I think this is too radical to fail all the writes to the array, even if
log disk failed, everything will be fine without a power failure that
should be unlikely to happen.

And it's right, if power failure do happened, data atomicity can't be
guaranteed, however, please notice that we will still make sure data
is consistent, by resync based on bitmap or full array resync if bitmap
is none.

I think, if log disk is down, let's keep this behavior for user to still
using this array, user should aware that data atomicity is no longer
guaranteed. If you really want to stop writing such array to make sure
data atomicity after power failure, I can accept a switch to enable this
behaviour manually.

Thanks,
Kuai

Hi Kuai
Thanks for reviewing. I want to reiterate the scenario I've tested.
Got a RAID5 (4 disks + 1 parity) and a journal(consistency policy=journal).
Starting by failing one of the disks so the array becomes degraded.
then, I failing the 2nd disk and the journal at the same time (using dm-flakey)
when I initiate the write.
While examine the parity disk I've noticed that the parity got calculated as
if the write succeeded. this is shown by the reproduce script above.
Not sure I understands your comment on resync since we are in journal policy.
if parity is invalid how can we guarantee data will be valid?
Appreciate you response.

OK, I didn't see your test in details yet, just by your coding, I didn't
get how you handled the case failed disks are more than max_degraded.
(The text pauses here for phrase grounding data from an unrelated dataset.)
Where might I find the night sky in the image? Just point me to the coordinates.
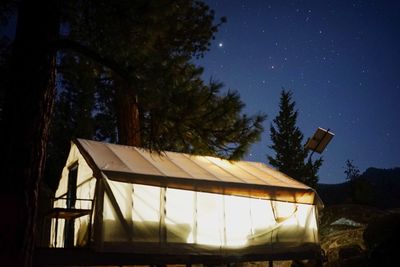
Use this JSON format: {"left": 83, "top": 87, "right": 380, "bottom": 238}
{"left": 197, "top": 0, "right": 400, "bottom": 184}
{"left": 2, "top": 1, "right": 399, "bottom": 184}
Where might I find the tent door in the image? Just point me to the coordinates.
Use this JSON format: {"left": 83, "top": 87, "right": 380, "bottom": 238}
{"left": 64, "top": 163, "right": 77, "bottom": 247}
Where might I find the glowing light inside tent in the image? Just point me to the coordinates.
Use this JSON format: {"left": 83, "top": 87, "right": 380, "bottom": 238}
{"left": 224, "top": 195, "right": 252, "bottom": 247}
{"left": 165, "top": 188, "right": 195, "bottom": 243}
{"left": 103, "top": 182, "right": 318, "bottom": 247}
{"left": 109, "top": 180, "right": 132, "bottom": 219}
{"left": 197, "top": 192, "right": 224, "bottom": 246}
{"left": 133, "top": 184, "right": 160, "bottom": 222}
{"left": 273, "top": 201, "right": 297, "bottom": 221}
{"left": 309, "top": 206, "right": 318, "bottom": 230}
{"left": 296, "top": 203, "right": 311, "bottom": 228}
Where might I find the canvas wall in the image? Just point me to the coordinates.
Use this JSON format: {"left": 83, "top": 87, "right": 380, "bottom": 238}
{"left": 102, "top": 179, "right": 318, "bottom": 248}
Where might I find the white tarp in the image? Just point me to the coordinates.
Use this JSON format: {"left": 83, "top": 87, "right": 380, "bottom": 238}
{"left": 51, "top": 139, "right": 322, "bottom": 254}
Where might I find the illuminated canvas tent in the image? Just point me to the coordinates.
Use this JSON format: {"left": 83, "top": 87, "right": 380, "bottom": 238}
{"left": 42, "top": 139, "right": 323, "bottom": 265}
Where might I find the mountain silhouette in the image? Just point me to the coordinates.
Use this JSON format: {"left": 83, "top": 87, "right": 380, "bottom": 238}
{"left": 317, "top": 167, "right": 400, "bottom": 208}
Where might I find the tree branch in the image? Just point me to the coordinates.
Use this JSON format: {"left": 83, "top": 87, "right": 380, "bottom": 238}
{"left": 50, "top": 39, "right": 131, "bottom": 82}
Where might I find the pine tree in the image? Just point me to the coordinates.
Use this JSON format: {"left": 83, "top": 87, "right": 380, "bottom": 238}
{"left": 48, "top": 0, "right": 265, "bottom": 161}
{"left": 44, "top": 1, "right": 266, "bottom": 190}
{"left": 268, "top": 90, "right": 322, "bottom": 188}
{"left": 64, "top": 0, "right": 227, "bottom": 147}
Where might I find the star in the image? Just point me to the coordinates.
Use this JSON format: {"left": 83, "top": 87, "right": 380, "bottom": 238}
{"left": 218, "top": 42, "right": 223, "bottom": 47}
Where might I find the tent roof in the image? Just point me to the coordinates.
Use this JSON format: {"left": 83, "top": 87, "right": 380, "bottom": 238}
{"left": 74, "top": 139, "right": 322, "bottom": 206}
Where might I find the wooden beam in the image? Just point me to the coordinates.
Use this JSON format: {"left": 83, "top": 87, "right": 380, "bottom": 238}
{"left": 34, "top": 245, "right": 323, "bottom": 266}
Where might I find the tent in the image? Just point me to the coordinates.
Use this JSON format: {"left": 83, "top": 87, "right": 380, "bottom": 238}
{"left": 36, "top": 139, "right": 323, "bottom": 266}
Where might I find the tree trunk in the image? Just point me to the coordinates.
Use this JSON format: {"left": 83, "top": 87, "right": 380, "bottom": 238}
{"left": 115, "top": 88, "right": 141, "bottom": 147}
{"left": 0, "top": 1, "right": 59, "bottom": 266}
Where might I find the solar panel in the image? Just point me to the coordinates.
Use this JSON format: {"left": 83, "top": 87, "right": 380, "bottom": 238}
{"left": 305, "top": 127, "right": 334, "bottom": 154}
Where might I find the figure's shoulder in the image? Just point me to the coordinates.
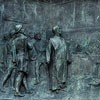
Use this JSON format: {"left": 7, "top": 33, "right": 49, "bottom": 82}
{"left": 21, "top": 34, "right": 27, "bottom": 39}
{"left": 49, "top": 38, "right": 54, "bottom": 45}
{"left": 50, "top": 37, "right": 53, "bottom": 41}
{"left": 50, "top": 36, "right": 56, "bottom": 42}
{"left": 62, "top": 38, "right": 66, "bottom": 42}
{"left": 28, "top": 39, "right": 35, "bottom": 45}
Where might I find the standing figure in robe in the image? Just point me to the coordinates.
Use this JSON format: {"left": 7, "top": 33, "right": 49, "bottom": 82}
{"left": 46, "top": 26, "right": 70, "bottom": 92}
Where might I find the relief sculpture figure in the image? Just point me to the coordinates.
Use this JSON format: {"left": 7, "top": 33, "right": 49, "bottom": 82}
{"left": 12, "top": 24, "right": 29, "bottom": 97}
{"left": 46, "top": 26, "right": 71, "bottom": 92}
{"left": 2, "top": 32, "right": 17, "bottom": 90}
{"left": 33, "top": 33, "right": 46, "bottom": 84}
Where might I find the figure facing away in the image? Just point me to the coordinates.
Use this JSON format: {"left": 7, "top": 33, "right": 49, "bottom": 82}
{"left": 12, "top": 24, "right": 29, "bottom": 97}
{"left": 46, "top": 26, "right": 70, "bottom": 92}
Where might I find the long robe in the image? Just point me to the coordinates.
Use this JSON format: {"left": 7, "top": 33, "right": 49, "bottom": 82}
{"left": 46, "top": 35, "right": 68, "bottom": 91}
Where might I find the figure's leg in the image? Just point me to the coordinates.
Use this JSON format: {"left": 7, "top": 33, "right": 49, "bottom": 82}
{"left": 14, "top": 55, "right": 23, "bottom": 93}
{"left": 2, "top": 57, "right": 13, "bottom": 87}
{"left": 23, "top": 76, "right": 32, "bottom": 94}
{"left": 35, "top": 62, "right": 40, "bottom": 84}
{"left": 58, "top": 64, "right": 66, "bottom": 89}
{"left": 2, "top": 68, "right": 13, "bottom": 86}
{"left": 23, "top": 76, "right": 31, "bottom": 93}
{"left": 14, "top": 72, "right": 24, "bottom": 97}
{"left": 11, "top": 68, "right": 16, "bottom": 90}
{"left": 50, "top": 66, "right": 60, "bottom": 92}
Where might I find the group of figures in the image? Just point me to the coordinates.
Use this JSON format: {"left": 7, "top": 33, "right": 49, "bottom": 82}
{"left": 0, "top": 24, "right": 71, "bottom": 97}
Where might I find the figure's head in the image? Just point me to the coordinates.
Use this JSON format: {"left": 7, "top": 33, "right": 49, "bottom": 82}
{"left": 30, "top": 33, "right": 34, "bottom": 39}
{"left": 52, "top": 25, "right": 62, "bottom": 36}
{"left": 34, "top": 33, "right": 41, "bottom": 40}
{"left": 14, "top": 24, "right": 23, "bottom": 33}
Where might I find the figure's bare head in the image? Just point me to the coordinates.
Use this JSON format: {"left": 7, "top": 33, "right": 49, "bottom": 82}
{"left": 52, "top": 25, "right": 62, "bottom": 35}
{"left": 14, "top": 24, "right": 23, "bottom": 33}
{"left": 34, "top": 33, "right": 41, "bottom": 40}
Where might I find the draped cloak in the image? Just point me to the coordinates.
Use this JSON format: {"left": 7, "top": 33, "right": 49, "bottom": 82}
{"left": 46, "top": 35, "right": 68, "bottom": 90}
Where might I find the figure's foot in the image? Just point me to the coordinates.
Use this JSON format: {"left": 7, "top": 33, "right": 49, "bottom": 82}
{"left": 50, "top": 86, "right": 61, "bottom": 92}
{"left": 50, "top": 89, "right": 59, "bottom": 94}
{"left": 59, "top": 82, "right": 66, "bottom": 89}
{"left": 55, "top": 90, "right": 59, "bottom": 94}
{"left": 14, "top": 92, "right": 25, "bottom": 97}
{"left": 12, "top": 87, "right": 15, "bottom": 91}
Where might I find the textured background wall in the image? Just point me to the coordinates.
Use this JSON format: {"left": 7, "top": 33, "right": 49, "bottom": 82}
{"left": 0, "top": 0, "right": 100, "bottom": 100}
{"left": 0, "top": 0, "right": 100, "bottom": 34}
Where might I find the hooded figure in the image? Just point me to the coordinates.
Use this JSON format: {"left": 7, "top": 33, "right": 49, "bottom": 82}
{"left": 46, "top": 26, "right": 70, "bottom": 92}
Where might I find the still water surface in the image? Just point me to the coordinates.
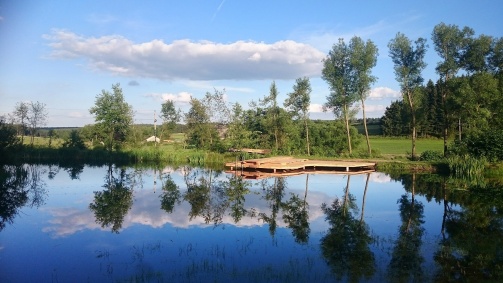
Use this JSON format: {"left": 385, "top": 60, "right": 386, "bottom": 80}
{"left": 0, "top": 164, "right": 502, "bottom": 282}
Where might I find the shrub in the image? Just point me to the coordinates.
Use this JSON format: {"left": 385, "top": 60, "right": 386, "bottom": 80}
{"left": 419, "top": 150, "right": 443, "bottom": 161}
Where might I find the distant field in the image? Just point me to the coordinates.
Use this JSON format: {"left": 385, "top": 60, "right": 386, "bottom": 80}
{"left": 362, "top": 137, "right": 444, "bottom": 155}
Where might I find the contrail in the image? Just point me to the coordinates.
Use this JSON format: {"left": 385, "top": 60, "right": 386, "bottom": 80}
{"left": 211, "top": 0, "right": 226, "bottom": 22}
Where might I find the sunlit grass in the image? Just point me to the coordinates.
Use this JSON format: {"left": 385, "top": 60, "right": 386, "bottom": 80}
{"left": 361, "top": 137, "right": 444, "bottom": 156}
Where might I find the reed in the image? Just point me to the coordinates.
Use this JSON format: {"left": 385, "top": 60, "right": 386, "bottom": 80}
{"left": 446, "top": 154, "right": 486, "bottom": 178}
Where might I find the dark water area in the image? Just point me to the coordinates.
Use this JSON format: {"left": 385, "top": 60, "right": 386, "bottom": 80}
{"left": 1, "top": 163, "right": 502, "bottom": 282}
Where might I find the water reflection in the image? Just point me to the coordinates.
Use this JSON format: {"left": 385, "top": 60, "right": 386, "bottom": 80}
{"left": 320, "top": 175, "right": 376, "bottom": 282}
{"left": 0, "top": 164, "right": 46, "bottom": 231}
{"left": 387, "top": 173, "right": 425, "bottom": 282}
{"left": 3, "top": 164, "right": 503, "bottom": 282}
{"left": 89, "top": 164, "right": 133, "bottom": 233}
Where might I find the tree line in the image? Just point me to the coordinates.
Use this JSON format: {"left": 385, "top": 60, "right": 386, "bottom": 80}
{"left": 2, "top": 22, "right": 502, "bottom": 161}
{"left": 382, "top": 23, "right": 503, "bottom": 160}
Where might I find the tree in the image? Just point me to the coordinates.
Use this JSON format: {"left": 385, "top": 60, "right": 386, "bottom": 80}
{"left": 185, "top": 97, "right": 217, "bottom": 150}
{"left": 381, "top": 100, "right": 409, "bottom": 137}
{"left": 13, "top": 102, "right": 29, "bottom": 144}
{"left": 27, "top": 101, "right": 48, "bottom": 145}
{"left": 226, "top": 102, "right": 253, "bottom": 149}
{"left": 284, "top": 77, "right": 312, "bottom": 155}
{"left": 350, "top": 37, "right": 379, "bottom": 155}
{"left": 62, "top": 130, "right": 86, "bottom": 149}
{"left": 0, "top": 116, "right": 20, "bottom": 154}
{"left": 89, "top": 83, "right": 134, "bottom": 151}
{"left": 489, "top": 37, "right": 503, "bottom": 74}
{"left": 260, "top": 81, "right": 281, "bottom": 151}
{"left": 432, "top": 23, "right": 473, "bottom": 155}
{"left": 388, "top": 33, "right": 428, "bottom": 160}
{"left": 160, "top": 99, "right": 181, "bottom": 141}
{"left": 322, "top": 38, "right": 359, "bottom": 154}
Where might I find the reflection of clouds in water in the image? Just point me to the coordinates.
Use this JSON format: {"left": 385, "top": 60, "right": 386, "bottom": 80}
{"left": 42, "top": 188, "right": 331, "bottom": 238}
{"left": 42, "top": 208, "right": 101, "bottom": 237}
{"left": 369, "top": 172, "right": 391, "bottom": 183}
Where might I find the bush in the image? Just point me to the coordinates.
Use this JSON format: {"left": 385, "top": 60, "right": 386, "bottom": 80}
{"left": 62, "top": 130, "right": 86, "bottom": 149}
{"left": 419, "top": 150, "right": 443, "bottom": 161}
{"left": 0, "top": 117, "right": 20, "bottom": 154}
{"left": 464, "top": 130, "right": 503, "bottom": 161}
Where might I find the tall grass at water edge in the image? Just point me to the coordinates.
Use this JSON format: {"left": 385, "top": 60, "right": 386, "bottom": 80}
{"left": 446, "top": 154, "right": 487, "bottom": 178}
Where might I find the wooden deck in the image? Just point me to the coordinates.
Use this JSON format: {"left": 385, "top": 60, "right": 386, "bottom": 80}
{"left": 225, "top": 156, "right": 376, "bottom": 177}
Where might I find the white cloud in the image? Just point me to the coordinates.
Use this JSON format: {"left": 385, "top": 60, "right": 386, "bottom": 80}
{"left": 363, "top": 104, "right": 387, "bottom": 114}
{"left": 145, "top": 91, "right": 192, "bottom": 104}
{"left": 44, "top": 30, "right": 325, "bottom": 81}
{"left": 308, "top": 103, "right": 324, "bottom": 113}
{"left": 368, "top": 86, "right": 400, "bottom": 100}
{"left": 369, "top": 172, "right": 392, "bottom": 183}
Looks like you're failing all the writes if log disk failed. What I'm
worrying is that if only log disk failed, or log disk failed with less
than max_degraded data disk failed, are you changing behaviour?

Thanks,
Kuai


+    }
         should_defer = conf->batch_bio_dispatch && conf->group_cnt;
   @@ -3672,6 +3689,10 @@ handle_failed_stripe(struct r5conf *conf, struct stripe_head *sh,
            * still be locked - so just clear all R5_LOCKED flags
            */
           clear_bit(R5_LOCKED, &sh->dev[i].flags);
+        clear_bit(R5_Wantwrite, &sh->dev[i].flags);
+        clear_bit(R5_Wantcompute, &sh->dev[i].flags);
+        clear_bit(R5_WantFUA, &sh->dev[i].flags);
+        clear_bit(R5_Wantdrain, &sh->dev[i].flags);
       }
       s->to_write = 0;
       s->written = 0;
@@ -4966,12 +4987,9 @@ static void handle_stripe(struct stripe_head *sh)
       /*
        * check if the array has lost more than max_degraded devices and,
        * if so, some requests might need to be failed.
-     *
-     * When journal device failed (log_failed), we will only process
-     * the stripe if there is data need write to raid disks
        */
       if (s.failed > conf->max_degraded ||
-        (s.log_failed && s.injournal == 0)) {
+        (s.log_failed && (s.to_write || s.written || s.syncing))) {
           sh->check_state = 0;
           sh->reconstruct_state = 0;
           break_stripe_batch_list(sh, 0);


I think the changes in handle_stripe() are wrong here.

.